Gray left the house, and when he was some paces from the door, he muttered.—

“So, Master Learmont, I have another hold upon your kind generosity. That by some strange chance, which I cannot conjecture, this waterman found out my place of abode, and thus communicated it to you, Squire Learmont. I am convinced. Humph! He has got his wages. I could accuse you of a crime, good, kind, considerate Learmont, that would not in the least compromise my own safety. We shall see—we shall see. I—I must now make my way homewards again. Surely by this time Ada has returned. She must be waiting. Home! Home! And then, to think of another place in which to hide my head from my worst foe, and yet my only source of wealth.”

CHAPTER XXVII.

Ada’s Flight and Despair.—Old Westminster Bridge at Daybreak.—The Smith.—Mad Maud.

When Ada, the beautiful and persecuted child of the dead, passed from the room in the garments befitting her sex, she thought her heart must burst with the suppressed feelings which were conjured up in its inmost recesses. One awful question occurred to her to be traced in letters of liquid fire upon her brain, and that was: “Is it true that Jacob Gray is my father?” His assertion of the fact had come upon her so entirely unawares that, as Gray had himself exultingly supposed, she had not time to think—but the doubt—the merest suspicion that it might true, was madness. Ada did not—she could not, even at the moment that Gray declared himself her father, believe his words; but still the doubt was raised, and although all reason—all probability—all experience gave the lie to the assertion, there was still the awful intrusive thought that it might be so.

Upon the impulse of that small possibility, that in that moment of despair and agony of soul Jacob Gray had spoken truly, Ada acted.
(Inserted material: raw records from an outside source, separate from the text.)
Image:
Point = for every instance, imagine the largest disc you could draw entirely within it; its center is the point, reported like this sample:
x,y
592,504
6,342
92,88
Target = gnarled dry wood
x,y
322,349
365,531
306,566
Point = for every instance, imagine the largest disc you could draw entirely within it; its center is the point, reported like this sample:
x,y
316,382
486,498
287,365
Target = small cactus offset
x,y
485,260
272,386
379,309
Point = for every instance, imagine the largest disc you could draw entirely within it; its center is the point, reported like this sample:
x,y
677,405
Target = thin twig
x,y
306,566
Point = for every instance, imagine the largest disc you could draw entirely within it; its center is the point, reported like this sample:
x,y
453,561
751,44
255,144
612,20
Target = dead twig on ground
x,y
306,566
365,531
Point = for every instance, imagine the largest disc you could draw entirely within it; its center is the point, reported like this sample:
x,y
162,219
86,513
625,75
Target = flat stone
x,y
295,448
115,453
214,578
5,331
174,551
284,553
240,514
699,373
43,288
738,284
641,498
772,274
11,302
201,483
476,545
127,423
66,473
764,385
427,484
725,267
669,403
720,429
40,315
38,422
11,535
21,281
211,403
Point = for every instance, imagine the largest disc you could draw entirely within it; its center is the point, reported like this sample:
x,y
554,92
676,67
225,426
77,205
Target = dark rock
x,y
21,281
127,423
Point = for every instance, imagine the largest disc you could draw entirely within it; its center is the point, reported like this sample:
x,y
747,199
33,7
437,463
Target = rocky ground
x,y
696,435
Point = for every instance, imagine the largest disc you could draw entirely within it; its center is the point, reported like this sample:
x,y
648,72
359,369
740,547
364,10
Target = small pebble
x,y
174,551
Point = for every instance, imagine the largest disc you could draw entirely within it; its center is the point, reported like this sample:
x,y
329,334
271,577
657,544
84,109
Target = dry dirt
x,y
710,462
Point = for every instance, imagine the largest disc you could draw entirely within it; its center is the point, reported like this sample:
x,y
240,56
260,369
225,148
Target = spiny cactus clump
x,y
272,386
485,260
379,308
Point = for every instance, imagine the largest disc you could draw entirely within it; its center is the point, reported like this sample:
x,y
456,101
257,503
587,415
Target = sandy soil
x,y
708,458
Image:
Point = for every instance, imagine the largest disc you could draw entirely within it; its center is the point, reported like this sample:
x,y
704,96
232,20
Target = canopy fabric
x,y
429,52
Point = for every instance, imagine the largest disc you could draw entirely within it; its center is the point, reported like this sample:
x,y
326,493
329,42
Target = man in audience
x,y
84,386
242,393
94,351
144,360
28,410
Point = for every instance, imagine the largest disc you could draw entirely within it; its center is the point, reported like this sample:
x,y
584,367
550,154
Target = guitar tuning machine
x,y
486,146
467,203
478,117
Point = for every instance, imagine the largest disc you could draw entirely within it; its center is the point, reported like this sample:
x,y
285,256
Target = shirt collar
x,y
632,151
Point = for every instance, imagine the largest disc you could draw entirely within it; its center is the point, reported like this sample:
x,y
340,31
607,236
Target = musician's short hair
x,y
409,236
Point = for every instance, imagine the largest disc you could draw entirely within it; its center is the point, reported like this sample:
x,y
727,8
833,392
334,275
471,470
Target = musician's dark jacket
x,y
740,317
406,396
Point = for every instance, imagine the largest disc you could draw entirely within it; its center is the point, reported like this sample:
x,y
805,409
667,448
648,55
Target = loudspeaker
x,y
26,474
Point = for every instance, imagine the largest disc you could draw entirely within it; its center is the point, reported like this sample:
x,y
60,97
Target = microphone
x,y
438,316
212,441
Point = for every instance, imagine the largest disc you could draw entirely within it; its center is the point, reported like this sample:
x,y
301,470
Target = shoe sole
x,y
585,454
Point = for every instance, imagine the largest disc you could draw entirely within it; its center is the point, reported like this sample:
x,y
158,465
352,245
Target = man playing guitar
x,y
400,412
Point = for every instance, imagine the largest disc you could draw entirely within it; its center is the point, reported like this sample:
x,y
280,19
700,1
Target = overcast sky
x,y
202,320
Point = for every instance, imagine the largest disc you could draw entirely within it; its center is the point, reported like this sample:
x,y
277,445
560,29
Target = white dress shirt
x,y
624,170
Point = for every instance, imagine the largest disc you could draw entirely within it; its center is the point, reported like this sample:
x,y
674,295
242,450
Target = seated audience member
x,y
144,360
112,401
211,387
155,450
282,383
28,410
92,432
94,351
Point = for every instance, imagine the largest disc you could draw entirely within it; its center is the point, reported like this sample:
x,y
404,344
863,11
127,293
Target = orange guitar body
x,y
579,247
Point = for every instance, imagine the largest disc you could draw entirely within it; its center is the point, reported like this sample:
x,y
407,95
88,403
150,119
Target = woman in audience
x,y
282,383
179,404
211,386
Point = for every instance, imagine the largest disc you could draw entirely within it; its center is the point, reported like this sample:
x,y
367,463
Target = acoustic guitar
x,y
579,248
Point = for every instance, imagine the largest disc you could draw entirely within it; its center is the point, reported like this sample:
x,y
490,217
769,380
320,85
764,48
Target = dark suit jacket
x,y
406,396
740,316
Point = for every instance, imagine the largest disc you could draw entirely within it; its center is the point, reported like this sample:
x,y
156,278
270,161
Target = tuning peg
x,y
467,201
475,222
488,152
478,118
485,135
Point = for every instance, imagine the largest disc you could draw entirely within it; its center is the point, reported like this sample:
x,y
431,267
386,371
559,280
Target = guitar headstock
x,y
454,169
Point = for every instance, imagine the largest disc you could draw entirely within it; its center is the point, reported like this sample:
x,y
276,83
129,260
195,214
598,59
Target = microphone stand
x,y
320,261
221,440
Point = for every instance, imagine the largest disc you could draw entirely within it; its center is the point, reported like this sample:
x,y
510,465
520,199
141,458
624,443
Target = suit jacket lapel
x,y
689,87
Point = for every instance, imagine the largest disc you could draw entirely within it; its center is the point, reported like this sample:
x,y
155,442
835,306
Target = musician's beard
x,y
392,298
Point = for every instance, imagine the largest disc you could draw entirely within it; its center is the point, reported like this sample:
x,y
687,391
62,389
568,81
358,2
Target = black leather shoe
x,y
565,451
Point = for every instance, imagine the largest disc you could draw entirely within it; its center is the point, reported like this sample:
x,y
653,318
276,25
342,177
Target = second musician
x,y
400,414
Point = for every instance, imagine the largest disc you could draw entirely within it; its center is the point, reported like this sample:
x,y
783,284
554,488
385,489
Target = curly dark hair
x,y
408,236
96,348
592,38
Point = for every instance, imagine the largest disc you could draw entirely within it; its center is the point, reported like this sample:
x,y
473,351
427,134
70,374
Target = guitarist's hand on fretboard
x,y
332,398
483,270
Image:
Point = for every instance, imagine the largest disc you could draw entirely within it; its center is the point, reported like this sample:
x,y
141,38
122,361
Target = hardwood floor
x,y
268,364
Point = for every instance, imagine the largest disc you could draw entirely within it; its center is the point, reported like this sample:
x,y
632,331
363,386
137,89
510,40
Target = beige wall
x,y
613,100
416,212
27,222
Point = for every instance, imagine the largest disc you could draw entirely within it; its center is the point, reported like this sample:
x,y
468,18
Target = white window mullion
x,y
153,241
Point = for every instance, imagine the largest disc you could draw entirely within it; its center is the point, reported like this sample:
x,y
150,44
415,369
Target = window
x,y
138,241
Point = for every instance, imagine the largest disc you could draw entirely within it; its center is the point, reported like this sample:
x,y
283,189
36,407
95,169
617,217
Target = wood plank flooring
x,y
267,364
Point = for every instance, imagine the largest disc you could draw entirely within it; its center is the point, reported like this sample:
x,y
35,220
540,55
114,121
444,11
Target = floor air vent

She could not run the dreadful risk of sacrificing even a brutal and criminal father, and with a speed that in her state of mind was marvellous, she altered herself, in her girl’s clothing, and, as we have seen, for the time, saved Jacob Gray from death.

As she descended the narrow, dilapidated staircase, she pressed her hands convulsively upon her heart to still its tumultuous beatings. Her position in life appeared to her to be all at once strangely altered. If—and oh! That horrid if,—if conveying as it did a possibility of the fact—if Jacob Gray was really her father!—What was she now to do?—How think of him?—How address him? Could she ever bestow upon him the smallest fraction of that dear love which flows in so easy and natural a current from a child to its parent? Could she call him father?—No, she felt that she could not. She examined her feelings to endeavour to detect some yearnings of natural love and duty—some of that undefined, mysterious instinct she had read of as enabling the parent to single out the child—the child the parent, from the great mass of humanity; but the search—the self-examination was in vain. Jacob Gray was to her but the cruel, vindictive tyrant, rioting in oppression and brutality when un-resisted, and shrinking from her like a beaten hound when she dared to confront him, and question his acts.

“God of Heaven!” she said, when she had reached the street; “there should be some similarity of thought, some community of feeling between a father and his child. Do I and Jacob Gray think alike in anything? Have we one feeling in common?—No,—not one.”

As the probabilities of his not being her father crowded upon her mind, now that the intense excitement of the minute was over, Ada became more happy and composed, and she slackened her pace, seeing that she had already placed a considerable distance between herself and the house which had been to her a prison for so long a period.